Ein zehnköpfiges Beobachterteam der AU ist in Zimbabwe eingetroffen,
um die Vorwahlsituation zu bewerten.(19)
Der Sicherheitsapparat ist in Erklärungsnot geraten, nachdem einige
seiner Angehörigen für die bevorstehenden Vorwahlen der ZANU-PF
kandidieren, obwohl die Verfassung ihnen untersagt, politische
Präferenzen zu offenbaren.(20)
Medien
Die Vorsitzende der Zimbabwe Electoral Commission (ZEC), Rita
Makarau, warnte die Medien, ZEC werde ihre Arbeit überwachen, um
unparteiische Berichterstattung zu gewährleisten.(21) Ein Journalist
wurde von Unbekannten verschleppt, verprügelt und dann mit schweren
Verletzungen liegen gelassen.(22) Auch wird Sicherheitsleuten der
MDC vorgeworfen, zwei Journalisten bei der Arbeit attackiert zu
haben.(23)
Wählerverzeichnis
Die Wählerregistrierung nach der neuen Verfassung, die am 10. Juni
begann, scheint sich von der chaotischen Übung im April und Mai
kaum zu unterscheiden. Das Versprechen der Richterin Makarau, die
Probleme der vorangegangenen Verfahren zu beseitigen, wird nicht
eingehalten. Verärgerte, in langen, unbeweglichen Menschenschlangen
feststeckende Wähleranwärter werfen der ZEC vor, die Registrierung
absichtlich zu erschweren. In einigen Bezirken kann man sich nur
an zwei Tagen registrieren, deren Termin noch nicht einmal rechtzeitig
angekündigt wird.(24)
Während der Registrierung im April/Mai verlangten Beauftragte der
zuständigen Behörde, der Generalregistrar Tobias Mudede vorsitzt,
von Städtern eine Wohnsitzbescheinigung, wohlwissend, dass die
meisten Bewohner der Townships weder Häuser besitzen noch über
formelle Mietverträge verfügen. Auf Beschwerden hin reagierte das
Kabinett mit der Zulassung einer eidesstattlichen Erklärung von
Wählern über ihren Wohnsitz im Wahlbezirk, aber dann hatten die
Beauftragten keine Formulare. Wie zuvor schon verlief die Registrierung
in Gebieten wie Matabeleland vorsätzlich langsam, während sie in
Mashonaland zügig voran ging. ZEC-Statistiken zeigen, dass in den
ZANU-PF-Hochburgen Mashonaland East, -Central und - West 204.041
Neuwähler registriert wurden, während dies in Bulawayo, der
zweitgrößten Stadt, nur auf 5.068 Erstwähler zutrifft. ZANU-PF-Anhängern
händigte man die Registrierungsbescheinigung aus, die sie zum Wählen
brauchen, während MDC-Anhänger in den Städten meist leer ausgingen.(25)

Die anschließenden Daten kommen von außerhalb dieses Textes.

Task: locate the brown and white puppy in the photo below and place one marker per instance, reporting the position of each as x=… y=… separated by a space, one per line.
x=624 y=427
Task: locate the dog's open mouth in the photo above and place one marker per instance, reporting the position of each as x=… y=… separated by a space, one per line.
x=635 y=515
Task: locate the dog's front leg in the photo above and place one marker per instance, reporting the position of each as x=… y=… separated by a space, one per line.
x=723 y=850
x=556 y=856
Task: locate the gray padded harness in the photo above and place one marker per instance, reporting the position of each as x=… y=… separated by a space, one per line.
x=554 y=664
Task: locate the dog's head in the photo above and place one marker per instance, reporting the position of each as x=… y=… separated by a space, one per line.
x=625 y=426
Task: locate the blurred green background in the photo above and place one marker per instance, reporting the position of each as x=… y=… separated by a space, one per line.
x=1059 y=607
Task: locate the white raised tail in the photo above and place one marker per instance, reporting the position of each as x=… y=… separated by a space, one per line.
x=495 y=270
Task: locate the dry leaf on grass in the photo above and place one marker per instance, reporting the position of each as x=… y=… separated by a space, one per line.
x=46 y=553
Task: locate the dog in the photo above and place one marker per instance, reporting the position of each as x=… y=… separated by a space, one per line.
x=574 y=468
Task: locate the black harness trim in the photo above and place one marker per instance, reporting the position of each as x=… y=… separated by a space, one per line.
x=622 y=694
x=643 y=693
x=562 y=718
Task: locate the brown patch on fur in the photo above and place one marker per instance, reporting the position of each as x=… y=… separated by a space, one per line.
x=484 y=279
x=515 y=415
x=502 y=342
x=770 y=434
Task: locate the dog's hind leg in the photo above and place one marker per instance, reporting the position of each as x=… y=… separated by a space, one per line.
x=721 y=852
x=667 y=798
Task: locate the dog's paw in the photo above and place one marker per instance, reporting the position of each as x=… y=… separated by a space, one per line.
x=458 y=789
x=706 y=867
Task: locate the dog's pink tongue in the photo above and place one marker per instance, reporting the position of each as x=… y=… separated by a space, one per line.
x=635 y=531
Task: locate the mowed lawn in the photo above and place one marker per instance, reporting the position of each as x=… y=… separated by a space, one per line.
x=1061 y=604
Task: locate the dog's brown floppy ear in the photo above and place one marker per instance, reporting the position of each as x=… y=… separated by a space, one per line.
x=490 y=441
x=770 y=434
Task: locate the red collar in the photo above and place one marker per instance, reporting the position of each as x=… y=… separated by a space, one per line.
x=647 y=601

Mudede behauptete, er verfüge nur über Mittel für distriktbezogene
Registrierung, womit er Befürchtungen verstärkte, dass viele Personen
außen vor gelassen werden. Die Verfassung sieht eine intensive,
30-tägige Registrierung auf Bezirksbasis vor.(26) Der Generalregistrar
wies jede Kritik seiner Behörde zurück und sagte, dass in Zimbabwe
geborene Personen, die Kinder von Ausländern sind, Dokumente
vorweisen müssten oder aber eidesstattliche Erklärungen abgeben,
die beim Armeehauptquartier "jederzeit erhältlich" seien.(27)
Diese Regelung ignoriert den Aufwand für Menschen vom Land, die in
die Hauptstadt reisen müssen.
Der "Mail & Guardian" zufolge entspricht das Registrierungsverfahren
einem Konzept, das von der ZANU-PF-Kommissariatsabteilung erstellt
wurde, die dem früheren Vize-Luftsheriff Henry Muchena und dem
ehemaligen internen Geheimdienstchef Sydney Nyanhongo unterstand.
Der Plan werde seit 2010 umgesetzt und habe die Manipulation des
Wählerverzeichnisses durch verschiedene Strategien zum Ziel, darunter
die Verweigerung der Registrierung für so viele Anhänger gegnerischer
Parteien wie möglich. Auch wurden nach und nach Tausende von
Landlosen in städtischen ZANU-PF-Wohnungsbaukooperativen untergebracht,
bei denen Grundstücke als Gegengabe für die Abgabe von ZANU-PF-Wahlstimmen
vergeben werden.(28)
Theresa Makone, MDC-Abgeordnete für Harare Nord, bestätigte, in
ihrem Wahlbezirk seien zahlreiche Wohnungsbaukooperativen entstanden,
mit rund 10.000 Neubürgern. Sie wurde argwöhnisch, als sie am 15.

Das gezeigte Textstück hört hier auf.